Oracle Performance: LAST Cause is not the same as ROOT Cause
Looking for "What Changed" not so Helpful
When faced with a new problem to troubleshoot, many smart people immediate ask the question, "What Changed?" This seems logical, but is actually a weak way to solve a performance problem.
By looking for recent changes, you are making a questionable assumption. You are assuming that everything was indeed fine until the problem was reported. That is a bad assumption--especially in the world of performance tuning.
Just because something was running pretty well before, that doesn't mean it was well-designed; it could just mean you sometimes "get away" with a poor design.
In philosophy, the most recent cause is called the "Proximate" cause. The root cause is called the "Ultimate" cause.
Two examples will clarify:
Example 1: Caching Effect
A poorly designed sql statement requires 100,000 disk reads.
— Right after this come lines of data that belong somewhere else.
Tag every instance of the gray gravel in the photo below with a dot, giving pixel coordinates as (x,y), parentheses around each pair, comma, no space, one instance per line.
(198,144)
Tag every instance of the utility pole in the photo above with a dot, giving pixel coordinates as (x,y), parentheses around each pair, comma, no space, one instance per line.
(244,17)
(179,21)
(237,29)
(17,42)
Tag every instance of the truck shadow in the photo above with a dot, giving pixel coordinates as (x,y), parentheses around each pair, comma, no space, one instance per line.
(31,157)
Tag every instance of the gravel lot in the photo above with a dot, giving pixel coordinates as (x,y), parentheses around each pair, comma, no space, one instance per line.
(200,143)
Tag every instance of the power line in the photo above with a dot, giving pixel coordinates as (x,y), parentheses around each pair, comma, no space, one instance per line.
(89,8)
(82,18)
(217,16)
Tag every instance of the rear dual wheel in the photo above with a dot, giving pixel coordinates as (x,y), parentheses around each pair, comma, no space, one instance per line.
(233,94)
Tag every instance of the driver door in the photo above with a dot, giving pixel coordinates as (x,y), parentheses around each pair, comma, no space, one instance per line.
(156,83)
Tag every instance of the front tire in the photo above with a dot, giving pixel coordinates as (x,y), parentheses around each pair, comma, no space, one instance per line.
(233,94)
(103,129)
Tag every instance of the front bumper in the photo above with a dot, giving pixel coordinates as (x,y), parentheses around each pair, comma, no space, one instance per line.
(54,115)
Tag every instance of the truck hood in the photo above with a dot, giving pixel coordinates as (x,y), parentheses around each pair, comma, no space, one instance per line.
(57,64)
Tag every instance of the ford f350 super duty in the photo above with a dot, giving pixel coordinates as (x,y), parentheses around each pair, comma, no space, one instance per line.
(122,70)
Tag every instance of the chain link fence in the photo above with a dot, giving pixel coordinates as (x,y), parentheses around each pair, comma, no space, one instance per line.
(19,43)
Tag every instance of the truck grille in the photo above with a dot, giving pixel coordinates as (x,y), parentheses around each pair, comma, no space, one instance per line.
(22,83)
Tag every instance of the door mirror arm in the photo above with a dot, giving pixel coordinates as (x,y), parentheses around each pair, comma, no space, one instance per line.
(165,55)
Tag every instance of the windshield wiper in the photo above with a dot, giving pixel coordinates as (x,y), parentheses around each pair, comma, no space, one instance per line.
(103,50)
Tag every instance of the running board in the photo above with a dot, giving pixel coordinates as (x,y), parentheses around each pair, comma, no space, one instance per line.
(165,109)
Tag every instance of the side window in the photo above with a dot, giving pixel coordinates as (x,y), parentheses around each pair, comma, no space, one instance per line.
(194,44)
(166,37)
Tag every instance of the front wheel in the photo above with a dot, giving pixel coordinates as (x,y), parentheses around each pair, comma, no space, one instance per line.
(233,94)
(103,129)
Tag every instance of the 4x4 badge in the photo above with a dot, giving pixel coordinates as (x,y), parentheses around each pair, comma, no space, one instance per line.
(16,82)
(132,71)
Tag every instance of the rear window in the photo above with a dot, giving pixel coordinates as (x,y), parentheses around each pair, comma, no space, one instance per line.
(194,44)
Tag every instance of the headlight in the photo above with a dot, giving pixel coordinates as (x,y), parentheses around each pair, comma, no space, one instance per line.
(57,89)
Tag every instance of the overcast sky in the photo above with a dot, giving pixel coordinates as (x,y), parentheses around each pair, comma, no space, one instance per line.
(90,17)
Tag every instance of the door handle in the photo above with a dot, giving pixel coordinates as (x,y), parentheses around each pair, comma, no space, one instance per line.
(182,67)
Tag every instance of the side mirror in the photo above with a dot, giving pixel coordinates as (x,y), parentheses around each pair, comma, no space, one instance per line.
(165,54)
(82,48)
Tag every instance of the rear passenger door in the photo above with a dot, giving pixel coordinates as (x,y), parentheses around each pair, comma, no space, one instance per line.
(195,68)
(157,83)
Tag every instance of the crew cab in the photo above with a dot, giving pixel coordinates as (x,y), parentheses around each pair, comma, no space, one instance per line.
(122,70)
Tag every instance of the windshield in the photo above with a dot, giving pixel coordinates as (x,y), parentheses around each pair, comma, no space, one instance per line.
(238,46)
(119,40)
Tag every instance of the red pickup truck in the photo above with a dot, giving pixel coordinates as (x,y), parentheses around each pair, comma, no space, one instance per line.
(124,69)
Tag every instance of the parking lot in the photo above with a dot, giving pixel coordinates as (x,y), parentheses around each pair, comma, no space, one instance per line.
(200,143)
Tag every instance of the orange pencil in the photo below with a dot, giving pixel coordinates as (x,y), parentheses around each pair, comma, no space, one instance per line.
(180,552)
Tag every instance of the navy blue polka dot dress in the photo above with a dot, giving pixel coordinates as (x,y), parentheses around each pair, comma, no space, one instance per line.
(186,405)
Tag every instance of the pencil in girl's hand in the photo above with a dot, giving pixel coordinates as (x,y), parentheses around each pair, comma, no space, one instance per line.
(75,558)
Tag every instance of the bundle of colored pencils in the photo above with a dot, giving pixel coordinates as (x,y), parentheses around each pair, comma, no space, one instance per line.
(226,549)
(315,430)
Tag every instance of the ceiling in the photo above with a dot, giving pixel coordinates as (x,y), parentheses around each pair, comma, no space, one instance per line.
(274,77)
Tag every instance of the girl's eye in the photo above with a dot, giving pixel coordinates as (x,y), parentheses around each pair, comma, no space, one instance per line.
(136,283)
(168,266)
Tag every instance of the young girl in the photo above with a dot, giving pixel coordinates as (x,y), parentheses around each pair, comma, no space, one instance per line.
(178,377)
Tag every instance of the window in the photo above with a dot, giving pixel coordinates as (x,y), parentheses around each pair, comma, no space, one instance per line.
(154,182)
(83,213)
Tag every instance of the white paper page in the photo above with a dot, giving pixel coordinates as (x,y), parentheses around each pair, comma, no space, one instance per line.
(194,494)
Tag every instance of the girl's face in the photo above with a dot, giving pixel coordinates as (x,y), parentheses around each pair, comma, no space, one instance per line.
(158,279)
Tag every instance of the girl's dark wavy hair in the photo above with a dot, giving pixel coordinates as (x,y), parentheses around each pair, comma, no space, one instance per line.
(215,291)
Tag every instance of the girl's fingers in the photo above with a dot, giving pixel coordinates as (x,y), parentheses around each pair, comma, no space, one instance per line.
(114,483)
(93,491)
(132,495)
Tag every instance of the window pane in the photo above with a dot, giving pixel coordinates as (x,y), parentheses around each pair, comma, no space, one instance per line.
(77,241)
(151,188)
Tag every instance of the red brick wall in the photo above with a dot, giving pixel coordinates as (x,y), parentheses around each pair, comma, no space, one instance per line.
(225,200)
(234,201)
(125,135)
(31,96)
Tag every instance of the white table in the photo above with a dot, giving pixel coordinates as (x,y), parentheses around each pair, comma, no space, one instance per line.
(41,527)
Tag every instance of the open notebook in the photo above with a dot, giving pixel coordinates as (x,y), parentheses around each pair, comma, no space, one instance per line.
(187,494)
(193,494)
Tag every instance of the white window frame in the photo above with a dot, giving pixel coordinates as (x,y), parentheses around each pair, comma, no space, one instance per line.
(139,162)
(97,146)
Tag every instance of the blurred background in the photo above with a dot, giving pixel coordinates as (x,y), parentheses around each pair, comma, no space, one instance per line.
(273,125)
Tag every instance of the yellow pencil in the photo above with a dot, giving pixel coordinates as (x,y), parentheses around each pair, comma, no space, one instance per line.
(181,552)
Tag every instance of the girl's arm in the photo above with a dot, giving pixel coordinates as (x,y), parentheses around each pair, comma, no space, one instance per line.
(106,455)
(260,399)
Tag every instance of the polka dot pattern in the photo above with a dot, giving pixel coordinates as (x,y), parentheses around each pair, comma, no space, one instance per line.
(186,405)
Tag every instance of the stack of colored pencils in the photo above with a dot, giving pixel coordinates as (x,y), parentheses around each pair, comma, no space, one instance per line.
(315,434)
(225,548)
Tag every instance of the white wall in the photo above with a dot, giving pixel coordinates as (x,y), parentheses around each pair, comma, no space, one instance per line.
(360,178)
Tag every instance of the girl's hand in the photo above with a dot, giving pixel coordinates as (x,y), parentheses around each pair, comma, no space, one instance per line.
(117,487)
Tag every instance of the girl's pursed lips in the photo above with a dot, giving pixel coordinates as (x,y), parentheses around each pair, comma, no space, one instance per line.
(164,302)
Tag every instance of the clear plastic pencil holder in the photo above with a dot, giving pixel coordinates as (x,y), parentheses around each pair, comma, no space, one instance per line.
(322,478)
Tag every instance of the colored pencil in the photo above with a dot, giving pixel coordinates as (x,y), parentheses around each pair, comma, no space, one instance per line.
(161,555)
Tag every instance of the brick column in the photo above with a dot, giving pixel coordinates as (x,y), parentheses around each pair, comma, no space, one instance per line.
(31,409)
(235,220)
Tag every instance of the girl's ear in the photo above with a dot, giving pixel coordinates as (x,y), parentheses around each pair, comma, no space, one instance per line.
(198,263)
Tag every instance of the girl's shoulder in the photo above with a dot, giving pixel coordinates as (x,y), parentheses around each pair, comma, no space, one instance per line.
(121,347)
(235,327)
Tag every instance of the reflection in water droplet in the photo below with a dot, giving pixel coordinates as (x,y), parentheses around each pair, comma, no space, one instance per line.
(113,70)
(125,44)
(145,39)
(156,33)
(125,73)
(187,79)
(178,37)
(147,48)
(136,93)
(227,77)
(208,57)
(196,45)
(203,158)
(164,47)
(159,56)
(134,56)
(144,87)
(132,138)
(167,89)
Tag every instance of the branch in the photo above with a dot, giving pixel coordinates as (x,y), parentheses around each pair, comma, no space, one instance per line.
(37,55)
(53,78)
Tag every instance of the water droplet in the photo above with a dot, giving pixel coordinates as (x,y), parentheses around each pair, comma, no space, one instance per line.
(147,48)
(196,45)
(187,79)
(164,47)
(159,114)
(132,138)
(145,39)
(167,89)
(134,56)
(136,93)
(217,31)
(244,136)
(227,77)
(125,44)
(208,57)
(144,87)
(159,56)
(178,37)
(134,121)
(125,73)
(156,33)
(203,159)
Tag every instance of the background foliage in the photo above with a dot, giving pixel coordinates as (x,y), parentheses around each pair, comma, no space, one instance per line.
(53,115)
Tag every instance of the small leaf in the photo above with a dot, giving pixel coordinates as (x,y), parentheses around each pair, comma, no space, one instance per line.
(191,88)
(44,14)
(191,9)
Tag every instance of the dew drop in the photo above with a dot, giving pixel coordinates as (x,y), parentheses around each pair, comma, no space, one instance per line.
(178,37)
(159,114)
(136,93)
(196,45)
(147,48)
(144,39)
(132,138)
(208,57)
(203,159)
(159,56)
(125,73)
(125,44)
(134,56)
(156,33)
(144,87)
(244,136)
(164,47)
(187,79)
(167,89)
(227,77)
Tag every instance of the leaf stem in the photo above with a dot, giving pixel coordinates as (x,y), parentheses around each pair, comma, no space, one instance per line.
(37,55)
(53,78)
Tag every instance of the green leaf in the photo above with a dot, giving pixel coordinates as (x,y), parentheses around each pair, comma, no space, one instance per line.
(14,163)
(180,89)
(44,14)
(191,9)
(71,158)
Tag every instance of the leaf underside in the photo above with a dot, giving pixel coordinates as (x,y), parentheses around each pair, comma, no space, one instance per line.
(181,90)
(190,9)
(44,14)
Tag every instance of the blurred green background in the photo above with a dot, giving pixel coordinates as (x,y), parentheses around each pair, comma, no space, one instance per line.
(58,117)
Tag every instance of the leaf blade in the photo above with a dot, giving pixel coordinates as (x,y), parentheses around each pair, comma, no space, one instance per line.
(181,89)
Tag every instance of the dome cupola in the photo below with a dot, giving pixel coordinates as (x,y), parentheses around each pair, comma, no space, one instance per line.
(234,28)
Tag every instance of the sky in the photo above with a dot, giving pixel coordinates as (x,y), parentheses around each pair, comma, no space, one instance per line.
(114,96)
The designer is not aware of how poorly the code is written, since the report runs "okay." Normally, all the blocks are "cached up," so that the performance isn't too bad. The key is, good performance requires all the blocks to be cached. Even a small reduction in caching will have a disastrous effect.
Then, other jobs are added to the server, and the caching goes down from 99% to 90%. Suddenly, the report takes much longer. The users mistakenly search for the "proximate" cause, and ask, "What changed?" They don't realize that the code was poor to begin with, and suggest that some other job is causing their bad performance.
I have personally worked on many cases just like Example 1. It is very common for users to blame another job, when their own design is really the root cause.
Example 2: Unstable Execution Plans
In this case, the sql is overly complicated, with lots of bind variables and awkward joins. The optimizer struggles to figure out a good execution plan. Sometimes it gets it right, sometimes it doesn't. On the current server, given the current statistics and perceived bind variables, the optimizer has a decent plan, the sql runs well.
Now, the same code is run on another database. Stats are re-gathered, and new queries are run. This time, the code runs horribly. The users again ask, "What changed?" assuming that that question is a good place to start.
True Story: The Car Wash
A friend of mine took his car to the local car wash. The car came out nice and clean, but with just one problem: the windshield was cracked! Well, the car owner was mad, and demanded the car wash owner pay for the damage.
The owner of the car wash, being a former Oracle DBA and regular reader of this blog, refused to accept liability for the damage. He argued,
"Our car wash was only the proximate cause--not the ultimate cause."
Well, okay, the car wash owner didn't really use the term, "proximate cause," but he understood the principle. The car wash owner suggested the windshield must have already been damaged, since many tens of thousands of cars had been processed over the years without causing any such damage.
The car wash was being blamed just because it was the nearest cause, not actually the root cause.
Lessons Learned
I am reluctant to begin any investigation with "What changed." A good DBA normally has far better methods to use.
Lesson #1: You Don't Really Know What Changed
Folks mean well, but rarely does anyone really know for a fact what has changed and what hasn't. How often do people say, "We haven't changed anything," but really can't guarantee that.
Lesson #2: Some Things Always Change
Even when a database is cloned to another server, many things will soon be different, even when everyone says, "We haven 't changed anything." For example, the bind variables specified will usually be different. How the optimizer assesses the bind variables can also change. Here's another: The caching effect will always be different, depending on recent jobs run. When a user claims the the report being run is identical as before, they cannot really know that for a fact.
Lesson #3: Poor Design Can Yield Varying Performance
You can write terrible sql, and sometimes you get away with it; the optimizer happens to get it right in your particular case. The problem is, it's an unstable solution, and can easily shift to a bad solution. The slightest change--such as stats, how bind variables are used, size of objects, or caching can trigger plan changes and miserable results.
It would be easy to get caught up analyzing all the factors that cause plan changes, but they are not relevant to the root cause.
Wrap-up: We can Do Much Better
By looking for "What has changed," you are aiming at the wrong target.
By focusing on recent events, you are actually analyzing the consequence of the bad design, not isolating the bad design itself.
Of course, I must admit, you can sometimes guess the right cause, but the "What's Changed" method is not a consistently good approach. We can do much better.
DBAs have excellent ways to find root cause. Here's one: Become adept at using the Active Session HIstory views.